Hacia las tres de la tarde, en compañía de Lázaro y sus hermanas, entraba por primera vez en el patio porticado de la casa de Simón. El anciano iba recibiendo en el centro del recinto al medio centenar largo de comensales. Todos —conocidos o no del jefe de la casa— eran saludados con el ósculo o beso de la paz. Inmediatamente, los familiares y servidores del antiguo leproso, acompañaban a los invitados hasta los puestos que se les había asignado, en torno a una mesa muy baja y en forma de U. A diferencia del patio de la casa de Lázaro, el de Simón aparecía cubierto en su totalidad por un toldo o lona, sujeto por sogas a los capiteles de las columnas que rodeaban el hermoso lugar. La cisterna central había sido cubierta con tablas, de tal forma que en el Centro de la U quedaba un espacio más que sobrado como para permitir el movimiento de los servidores.

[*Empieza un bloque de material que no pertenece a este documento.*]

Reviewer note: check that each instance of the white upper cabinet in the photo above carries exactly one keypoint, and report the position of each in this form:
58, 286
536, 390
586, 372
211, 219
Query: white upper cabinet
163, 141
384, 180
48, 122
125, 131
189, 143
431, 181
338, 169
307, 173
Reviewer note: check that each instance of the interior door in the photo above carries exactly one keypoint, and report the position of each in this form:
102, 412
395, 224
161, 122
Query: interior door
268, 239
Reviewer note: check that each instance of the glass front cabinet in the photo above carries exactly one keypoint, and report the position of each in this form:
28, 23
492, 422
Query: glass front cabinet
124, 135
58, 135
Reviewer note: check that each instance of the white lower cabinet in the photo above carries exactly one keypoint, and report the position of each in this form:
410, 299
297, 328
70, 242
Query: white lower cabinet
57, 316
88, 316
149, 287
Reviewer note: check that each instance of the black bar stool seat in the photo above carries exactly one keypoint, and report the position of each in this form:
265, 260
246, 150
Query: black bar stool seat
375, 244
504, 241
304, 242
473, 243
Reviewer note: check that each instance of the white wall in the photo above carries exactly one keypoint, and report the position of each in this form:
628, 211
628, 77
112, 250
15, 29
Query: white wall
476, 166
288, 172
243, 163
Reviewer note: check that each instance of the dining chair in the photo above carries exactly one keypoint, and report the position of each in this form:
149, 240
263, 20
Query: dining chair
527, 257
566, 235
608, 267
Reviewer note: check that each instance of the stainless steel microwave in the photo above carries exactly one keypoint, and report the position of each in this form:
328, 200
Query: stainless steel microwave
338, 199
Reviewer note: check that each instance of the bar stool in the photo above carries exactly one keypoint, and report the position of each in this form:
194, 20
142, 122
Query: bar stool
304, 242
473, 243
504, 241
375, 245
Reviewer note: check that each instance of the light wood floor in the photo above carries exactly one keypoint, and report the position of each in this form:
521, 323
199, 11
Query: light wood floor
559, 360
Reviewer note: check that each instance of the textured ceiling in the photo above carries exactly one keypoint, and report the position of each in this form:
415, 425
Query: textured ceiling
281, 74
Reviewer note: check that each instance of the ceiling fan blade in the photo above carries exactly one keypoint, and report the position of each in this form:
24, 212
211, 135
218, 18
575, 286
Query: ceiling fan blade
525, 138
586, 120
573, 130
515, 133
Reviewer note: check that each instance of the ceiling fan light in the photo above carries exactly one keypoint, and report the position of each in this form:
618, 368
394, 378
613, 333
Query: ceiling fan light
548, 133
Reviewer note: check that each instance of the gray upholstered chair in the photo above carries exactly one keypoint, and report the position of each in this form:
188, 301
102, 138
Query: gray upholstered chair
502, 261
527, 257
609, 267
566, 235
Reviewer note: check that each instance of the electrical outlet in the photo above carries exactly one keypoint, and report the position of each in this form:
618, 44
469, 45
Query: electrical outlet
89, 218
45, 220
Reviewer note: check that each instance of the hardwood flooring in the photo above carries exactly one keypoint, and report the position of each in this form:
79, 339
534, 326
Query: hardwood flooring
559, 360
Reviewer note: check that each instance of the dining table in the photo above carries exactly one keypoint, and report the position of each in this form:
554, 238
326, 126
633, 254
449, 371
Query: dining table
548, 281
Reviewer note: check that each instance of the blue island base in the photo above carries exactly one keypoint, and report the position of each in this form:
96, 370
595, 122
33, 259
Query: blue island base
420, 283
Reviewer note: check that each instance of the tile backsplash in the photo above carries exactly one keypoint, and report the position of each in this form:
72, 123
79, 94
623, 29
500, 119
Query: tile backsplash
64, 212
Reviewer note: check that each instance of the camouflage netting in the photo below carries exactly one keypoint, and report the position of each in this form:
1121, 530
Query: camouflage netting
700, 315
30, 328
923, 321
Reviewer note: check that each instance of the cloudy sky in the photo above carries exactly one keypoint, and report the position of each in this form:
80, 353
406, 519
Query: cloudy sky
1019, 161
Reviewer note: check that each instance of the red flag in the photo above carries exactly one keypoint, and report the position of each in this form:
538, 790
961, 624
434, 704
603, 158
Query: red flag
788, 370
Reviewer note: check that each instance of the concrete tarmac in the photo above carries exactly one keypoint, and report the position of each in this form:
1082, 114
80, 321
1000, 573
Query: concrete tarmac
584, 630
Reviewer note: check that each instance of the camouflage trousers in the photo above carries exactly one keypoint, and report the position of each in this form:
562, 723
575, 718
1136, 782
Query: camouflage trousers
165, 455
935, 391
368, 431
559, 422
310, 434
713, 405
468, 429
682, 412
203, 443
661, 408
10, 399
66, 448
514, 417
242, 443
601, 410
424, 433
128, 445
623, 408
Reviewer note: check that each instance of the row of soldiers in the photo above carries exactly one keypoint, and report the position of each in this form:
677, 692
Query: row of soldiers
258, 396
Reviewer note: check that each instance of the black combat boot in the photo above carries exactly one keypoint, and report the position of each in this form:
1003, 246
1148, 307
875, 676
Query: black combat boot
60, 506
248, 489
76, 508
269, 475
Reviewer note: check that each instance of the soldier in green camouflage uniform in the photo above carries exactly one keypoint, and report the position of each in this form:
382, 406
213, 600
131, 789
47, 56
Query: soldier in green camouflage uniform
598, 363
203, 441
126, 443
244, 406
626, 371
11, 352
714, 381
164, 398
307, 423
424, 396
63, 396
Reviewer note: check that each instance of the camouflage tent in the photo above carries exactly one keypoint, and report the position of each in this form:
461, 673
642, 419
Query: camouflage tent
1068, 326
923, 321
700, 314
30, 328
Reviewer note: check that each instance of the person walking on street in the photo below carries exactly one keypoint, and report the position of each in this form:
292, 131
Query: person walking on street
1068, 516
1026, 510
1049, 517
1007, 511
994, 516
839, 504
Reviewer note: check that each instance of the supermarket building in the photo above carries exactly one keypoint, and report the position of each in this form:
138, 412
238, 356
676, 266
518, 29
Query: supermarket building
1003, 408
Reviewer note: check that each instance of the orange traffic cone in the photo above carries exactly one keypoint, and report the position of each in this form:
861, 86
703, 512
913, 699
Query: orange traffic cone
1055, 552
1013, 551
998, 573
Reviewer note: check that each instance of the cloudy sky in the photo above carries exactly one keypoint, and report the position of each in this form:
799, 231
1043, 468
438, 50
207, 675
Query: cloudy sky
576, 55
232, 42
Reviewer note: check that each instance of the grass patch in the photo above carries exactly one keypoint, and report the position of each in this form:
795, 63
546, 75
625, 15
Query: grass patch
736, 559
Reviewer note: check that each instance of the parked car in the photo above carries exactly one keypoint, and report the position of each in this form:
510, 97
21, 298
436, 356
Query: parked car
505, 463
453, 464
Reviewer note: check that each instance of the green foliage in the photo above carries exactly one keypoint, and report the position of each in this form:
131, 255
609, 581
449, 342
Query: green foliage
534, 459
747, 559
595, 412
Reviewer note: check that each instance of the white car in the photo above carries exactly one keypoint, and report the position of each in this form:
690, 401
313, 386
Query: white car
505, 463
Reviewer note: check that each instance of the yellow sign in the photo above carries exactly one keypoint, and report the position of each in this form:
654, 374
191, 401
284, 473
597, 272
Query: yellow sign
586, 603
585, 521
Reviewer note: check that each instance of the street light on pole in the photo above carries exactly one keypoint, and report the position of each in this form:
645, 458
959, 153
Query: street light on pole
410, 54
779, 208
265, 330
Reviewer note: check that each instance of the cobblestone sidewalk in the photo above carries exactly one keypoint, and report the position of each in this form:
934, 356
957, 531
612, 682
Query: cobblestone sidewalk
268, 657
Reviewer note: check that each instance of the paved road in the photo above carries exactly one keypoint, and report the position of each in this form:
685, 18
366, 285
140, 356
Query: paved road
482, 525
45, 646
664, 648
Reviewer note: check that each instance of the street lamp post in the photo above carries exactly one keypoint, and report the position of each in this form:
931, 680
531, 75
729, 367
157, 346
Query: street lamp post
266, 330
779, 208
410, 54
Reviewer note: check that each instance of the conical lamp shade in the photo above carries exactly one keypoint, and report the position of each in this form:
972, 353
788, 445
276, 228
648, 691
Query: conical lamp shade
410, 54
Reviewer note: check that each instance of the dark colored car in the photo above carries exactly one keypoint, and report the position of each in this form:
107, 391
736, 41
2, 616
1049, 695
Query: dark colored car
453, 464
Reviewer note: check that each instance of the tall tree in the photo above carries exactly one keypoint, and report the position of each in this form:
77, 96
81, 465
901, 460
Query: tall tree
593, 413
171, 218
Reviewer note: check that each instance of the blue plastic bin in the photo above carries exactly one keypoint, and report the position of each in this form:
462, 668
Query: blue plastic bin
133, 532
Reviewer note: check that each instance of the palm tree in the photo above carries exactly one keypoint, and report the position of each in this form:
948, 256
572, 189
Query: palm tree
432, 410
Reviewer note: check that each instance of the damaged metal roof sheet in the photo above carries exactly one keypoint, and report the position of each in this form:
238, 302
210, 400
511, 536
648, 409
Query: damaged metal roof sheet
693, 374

Al llegar frente a Simón, Lázaro se encargó de presentarme al anciano. Al besarle comprobé cómo su mejilla derecha conservaba aún las profundas cicatrices de su enfermedad. Parte del ojo, así como esa misma zona del labio superior se hallaban prácticamente rotas y deformadas. La barba blanca y abundante no terminaba de ocultar la huella del terrible mal. La mano izquierda había quedado mutilada en las últimas falanges de los tres dedos centrales.

Sin embargo, el venerable anciano parecía haber olvidado aquellos años difíciles y ahora se mostraba feliz y satisfecho, luciendo sus mejores galas: una túnica de lino, teñida en púrpura y un manto de brillante seda a franjas azules y escarlatas.

Cuando Lázaro y yo acudimos hasta nuestros respectivos puestos en la mesa, comprobé con alivio que el resucitado había sido asignado a mi lado. Instintivamente miré a Marta, que permanecía de pie junto al resto de las mujeres, y sonrió maliciosamente.

Siguiendo la costumbre, tuve que reclinarme sobre mi costado derecho[50]. Aunque los judíos comían habitualmente sentados en sillas o taburetes, en las grandes ocasiones —y aquélla era una fiesta en la que ambas aldeas, Betania y Betfagé, rendían un sincero homenaje al Maestro los hebreos habían ido adoptando la tradición helenística de almorzar reclinados sobre cómodos cojines y esteras.

La única excepción, en este caso, fue Jesús. Como invitado de honor ocupaba el centro de la U, habiendo sido preparado una especie de diván bajo, que apenas sobresalía de la mesa.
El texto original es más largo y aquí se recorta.